I’ll just say one more thing about why that matters so much. Look at the map. From Central Asia which is not part of this committee but Central Asia all the way through. The Central Asian countries are incredibly rich and right now they’re only options to the global markets fundamentally are through Russia or China. If we can open up a route that goes through Azerbaijan and Armenia, then they will have access to global markets and much less dependence on Russia and China, so this is all a part again of allowing countries to choose their own paths to the global markets.” Basically, this is the most accurate explanation of the US interests in the region and overall, this is precisely the plan that the United States has for the South Caucasus.

Hours later Secretary Blinken stated that “The Biden administration suspended $95 million in US assistance to Georgia after its parliament adopted legislation related to foreign agents that critics say was inspired by a Russian law used to crack down on political dissent and that sparked weeks of mass protests. Blinken said that he had decided to pause the Georgian aid, which would directly benefit the government, as the result of a review of assistance that he ordered in May after the law passed. He said he took the action in response to “anti-democratic” actions the government has taken. The US has also already imposed visa bans on a number of Georgian politicians and law enforcement officials for suppressing free speech, particularly voices in favor of Georgia’s integration with the West. “The Georgian government’s anti-democratic actions and false statements are incompatible with membership norms in the EU and NATO,” Blinken said in a statement. This statement once again highlights the competition between Russia and the US in Georgia, which will have a significant impact on the fate of the region at large.

As a result of these statements and developments, we can once again note the interests of the main players in the South Caucasus.

USA: For Washington, having influence in the entire region is a priority because, through this, the US can more effectively counter the expansion of Russian and Chinese influence, including from the perspective of economic routes. At the same time, the spread of influence in the region, including through the corridor passing through Armenia would mean the isolation of Iran, which is one of Washington’s main political priorities.

Iran: For Tehran, naturally, such a prospect is undesirable. In Iran, it is believed that the opening of any extraterritorial corridor would mean the loss of an external border, which would have a highly negative impact on Iran, especially considering the economic sanctions imposed against Tehran.

Turkey and Azerbaijan: These two countries have common interests. First, weakening Armenia and making it economically dependent would render Armenia incapable of being a factor of any kind. Instead, it could simply become a crossroads through which anyone can pass and circulate any type of goods. This simultaneously makes Turkey a transit point for Central Asian energy resources to Europe. Previously, Europe depended on energy resources passing through Russia, but now it would depend on those passing through Turkey. At the same time, Turkey could physically unite the entire Turkic world by having a corridor.

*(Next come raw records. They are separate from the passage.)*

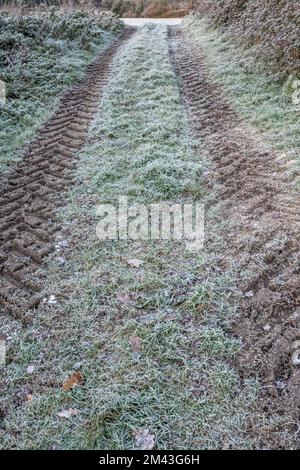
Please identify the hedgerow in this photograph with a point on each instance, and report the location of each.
(270, 29)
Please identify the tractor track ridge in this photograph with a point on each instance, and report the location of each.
(255, 192)
(31, 190)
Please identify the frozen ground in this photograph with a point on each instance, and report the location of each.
(142, 21)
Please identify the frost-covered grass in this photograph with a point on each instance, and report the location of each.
(40, 57)
(151, 341)
(264, 102)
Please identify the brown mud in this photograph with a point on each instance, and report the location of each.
(255, 192)
(30, 192)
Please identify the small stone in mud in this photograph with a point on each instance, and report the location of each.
(296, 358)
(267, 327)
(249, 294)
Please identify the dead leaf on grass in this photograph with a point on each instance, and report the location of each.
(134, 262)
(135, 342)
(74, 379)
(143, 439)
(67, 413)
(123, 297)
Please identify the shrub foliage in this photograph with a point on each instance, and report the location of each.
(270, 28)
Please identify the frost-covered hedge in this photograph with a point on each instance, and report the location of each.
(270, 28)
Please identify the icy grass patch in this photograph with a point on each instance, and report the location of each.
(140, 142)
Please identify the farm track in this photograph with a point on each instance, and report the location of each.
(31, 191)
(255, 193)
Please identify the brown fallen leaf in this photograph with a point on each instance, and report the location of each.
(135, 342)
(134, 262)
(74, 379)
(143, 439)
(30, 369)
(67, 413)
(123, 297)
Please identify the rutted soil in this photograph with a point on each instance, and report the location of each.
(30, 192)
(255, 194)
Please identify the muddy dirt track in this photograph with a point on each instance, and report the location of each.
(255, 194)
(29, 193)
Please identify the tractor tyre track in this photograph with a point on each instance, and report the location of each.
(254, 191)
(31, 191)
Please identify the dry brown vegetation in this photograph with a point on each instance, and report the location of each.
(270, 29)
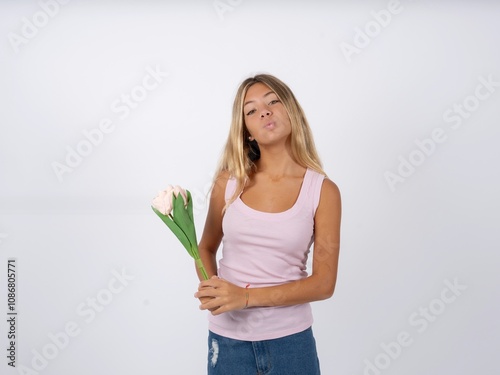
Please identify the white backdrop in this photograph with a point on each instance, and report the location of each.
(105, 103)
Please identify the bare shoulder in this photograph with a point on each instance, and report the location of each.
(330, 189)
(330, 197)
(219, 187)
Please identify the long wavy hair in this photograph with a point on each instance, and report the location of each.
(237, 158)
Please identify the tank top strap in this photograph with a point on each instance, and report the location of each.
(313, 189)
(230, 188)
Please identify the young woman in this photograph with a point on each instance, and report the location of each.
(270, 202)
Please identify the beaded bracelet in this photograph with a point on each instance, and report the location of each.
(247, 296)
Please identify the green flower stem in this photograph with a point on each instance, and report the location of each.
(200, 266)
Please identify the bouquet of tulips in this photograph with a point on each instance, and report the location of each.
(175, 207)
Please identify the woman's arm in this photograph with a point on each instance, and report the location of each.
(212, 233)
(318, 286)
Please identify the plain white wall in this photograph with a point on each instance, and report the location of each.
(405, 121)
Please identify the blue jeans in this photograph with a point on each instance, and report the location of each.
(289, 355)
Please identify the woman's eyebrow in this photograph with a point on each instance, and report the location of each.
(251, 101)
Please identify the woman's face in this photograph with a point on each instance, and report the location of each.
(265, 116)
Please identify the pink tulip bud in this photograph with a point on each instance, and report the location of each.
(163, 201)
(178, 190)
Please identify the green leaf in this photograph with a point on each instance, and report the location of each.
(176, 230)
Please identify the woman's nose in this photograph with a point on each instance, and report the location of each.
(265, 112)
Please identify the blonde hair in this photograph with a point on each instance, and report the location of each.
(235, 159)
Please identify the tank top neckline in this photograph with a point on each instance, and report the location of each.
(242, 206)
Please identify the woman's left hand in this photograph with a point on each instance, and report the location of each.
(225, 296)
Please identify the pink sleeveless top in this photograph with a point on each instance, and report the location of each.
(266, 249)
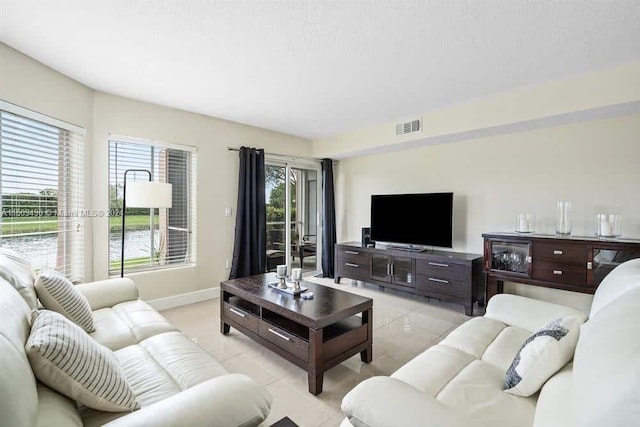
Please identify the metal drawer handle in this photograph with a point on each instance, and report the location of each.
(239, 313)
(284, 337)
(437, 264)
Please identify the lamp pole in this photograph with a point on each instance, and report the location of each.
(124, 210)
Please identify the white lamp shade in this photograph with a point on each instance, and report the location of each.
(148, 194)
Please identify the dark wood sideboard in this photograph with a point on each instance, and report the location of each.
(452, 276)
(570, 263)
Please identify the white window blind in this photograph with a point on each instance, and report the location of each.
(42, 185)
(154, 238)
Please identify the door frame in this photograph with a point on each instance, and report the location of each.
(308, 164)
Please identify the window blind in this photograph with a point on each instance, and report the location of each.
(154, 238)
(42, 187)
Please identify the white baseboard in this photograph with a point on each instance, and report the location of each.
(184, 299)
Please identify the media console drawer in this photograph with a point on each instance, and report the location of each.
(440, 286)
(454, 276)
(354, 256)
(442, 269)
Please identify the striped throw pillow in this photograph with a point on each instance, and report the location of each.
(69, 361)
(57, 293)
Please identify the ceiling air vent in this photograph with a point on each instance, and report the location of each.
(409, 127)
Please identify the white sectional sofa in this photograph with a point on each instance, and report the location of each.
(459, 382)
(175, 382)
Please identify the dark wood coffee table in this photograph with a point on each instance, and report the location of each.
(315, 334)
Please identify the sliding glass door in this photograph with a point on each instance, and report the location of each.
(293, 215)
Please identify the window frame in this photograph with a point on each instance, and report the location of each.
(191, 202)
(73, 249)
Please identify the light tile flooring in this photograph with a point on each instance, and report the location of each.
(404, 326)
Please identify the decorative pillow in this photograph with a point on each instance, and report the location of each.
(57, 293)
(66, 359)
(543, 354)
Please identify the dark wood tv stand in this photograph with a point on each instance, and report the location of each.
(451, 276)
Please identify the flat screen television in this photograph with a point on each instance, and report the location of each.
(424, 219)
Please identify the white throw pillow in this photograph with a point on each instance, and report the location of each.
(66, 359)
(57, 293)
(543, 354)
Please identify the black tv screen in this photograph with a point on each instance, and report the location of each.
(424, 219)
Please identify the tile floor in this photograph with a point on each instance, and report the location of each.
(404, 326)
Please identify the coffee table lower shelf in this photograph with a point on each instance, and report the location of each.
(314, 350)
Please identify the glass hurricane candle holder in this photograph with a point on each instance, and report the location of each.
(563, 219)
(608, 225)
(525, 223)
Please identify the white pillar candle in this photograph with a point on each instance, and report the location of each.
(605, 226)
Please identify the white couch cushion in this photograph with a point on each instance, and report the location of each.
(430, 371)
(477, 391)
(623, 278)
(57, 293)
(606, 367)
(65, 358)
(474, 336)
(55, 409)
(554, 402)
(18, 397)
(128, 323)
(158, 368)
(19, 274)
(527, 313)
(543, 354)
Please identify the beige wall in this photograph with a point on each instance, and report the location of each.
(34, 86)
(594, 165)
(29, 84)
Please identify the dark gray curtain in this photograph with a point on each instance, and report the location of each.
(329, 217)
(250, 246)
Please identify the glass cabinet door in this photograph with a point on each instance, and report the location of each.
(402, 269)
(510, 257)
(380, 267)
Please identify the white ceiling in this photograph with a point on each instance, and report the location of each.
(320, 67)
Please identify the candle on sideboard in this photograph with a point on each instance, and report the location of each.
(281, 271)
(604, 226)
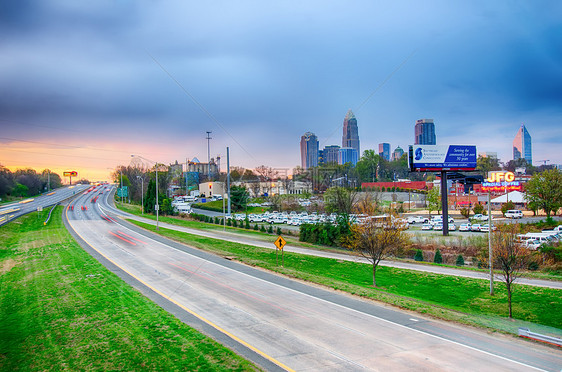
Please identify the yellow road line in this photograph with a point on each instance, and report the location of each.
(200, 317)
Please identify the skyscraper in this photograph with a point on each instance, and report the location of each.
(425, 132)
(309, 150)
(348, 155)
(331, 154)
(350, 136)
(522, 145)
(384, 151)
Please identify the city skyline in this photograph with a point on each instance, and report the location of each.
(86, 85)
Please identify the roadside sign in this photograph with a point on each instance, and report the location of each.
(280, 243)
(442, 158)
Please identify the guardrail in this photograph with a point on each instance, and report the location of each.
(526, 332)
(51, 211)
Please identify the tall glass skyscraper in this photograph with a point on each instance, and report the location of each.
(350, 136)
(425, 132)
(384, 151)
(522, 145)
(309, 150)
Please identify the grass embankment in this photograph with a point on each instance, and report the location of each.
(452, 298)
(62, 310)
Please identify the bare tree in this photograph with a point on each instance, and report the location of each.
(509, 256)
(375, 237)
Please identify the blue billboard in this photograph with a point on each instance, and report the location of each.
(438, 158)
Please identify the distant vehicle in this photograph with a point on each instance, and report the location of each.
(417, 219)
(479, 217)
(513, 213)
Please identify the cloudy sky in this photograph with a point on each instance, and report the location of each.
(83, 85)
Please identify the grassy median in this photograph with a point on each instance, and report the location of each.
(62, 310)
(453, 298)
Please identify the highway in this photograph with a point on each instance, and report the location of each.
(282, 324)
(12, 211)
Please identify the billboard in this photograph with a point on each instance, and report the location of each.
(501, 181)
(439, 158)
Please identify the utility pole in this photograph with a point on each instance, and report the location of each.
(209, 155)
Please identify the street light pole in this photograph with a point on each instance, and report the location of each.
(156, 207)
(142, 194)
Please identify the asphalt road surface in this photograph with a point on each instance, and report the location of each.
(283, 324)
(12, 211)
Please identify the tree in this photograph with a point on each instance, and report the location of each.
(545, 190)
(339, 200)
(438, 257)
(7, 182)
(433, 200)
(509, 256)
(376, 238)
(238, 198)
(485, 164)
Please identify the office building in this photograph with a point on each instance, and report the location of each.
(522, 145)
(350, 136)
(309, 150)
(384, 151)
(330, 154)
(348, 155)
(425, 132)
(397, 154)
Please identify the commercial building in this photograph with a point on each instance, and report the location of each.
(425, 132)
(309, 150)
(397, 154)
(350, 136)
(330, 154)
(522, 145)
(384, 151)
(348, 155)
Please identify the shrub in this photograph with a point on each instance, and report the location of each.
(438, 258)
(507, 206)
(478, 208)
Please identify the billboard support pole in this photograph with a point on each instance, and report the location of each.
(444, 203)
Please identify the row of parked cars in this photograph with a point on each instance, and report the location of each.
(292, 218)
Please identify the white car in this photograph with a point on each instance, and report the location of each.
(417, 219)
(479, 217)
(513, 213)
(475, 227)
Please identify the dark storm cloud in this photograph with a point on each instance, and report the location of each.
(271, 71)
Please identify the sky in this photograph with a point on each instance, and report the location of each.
(84, 85)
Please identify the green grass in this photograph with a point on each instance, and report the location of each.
(62, 310)
(453, 298)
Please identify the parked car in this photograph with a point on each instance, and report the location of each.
(513, 213)
(417, 219)
(475, 227)
(479, 217)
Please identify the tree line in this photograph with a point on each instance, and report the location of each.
(27, 182)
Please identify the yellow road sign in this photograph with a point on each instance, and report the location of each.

Russia: For Moscow, the opening of regional communications is important, but Moscow insists that Russian peacekeepers/troops should be stationed along this corridor, which naturally contradicts Washington’s interests and Turkish interests. It is essential to consider who will control this corridor. Azerbaijan and Turkey prefer that no other state be involved, as it connects Turkey to Azerbaijan; they question why the troops of another country should be responsible for its security.

Armenia: For Yerevan, this prospect poses significant security challenges. Who will manage the security of this road? If another state controls it, an extraterritorial unit would effectively traverse Armenia, which would be catastrophic. If the Armenian armed forces manage it, different sorts of provocations from Turkey and Azerbaijan could lead to serious complications. Therefore, besides making extensive concessions, Yerevan should at least strategize the least risky scenario for itself, as Armenia finds itself isolated, seemingly conveying to regional powers, “You decide, and I will follow your lead.”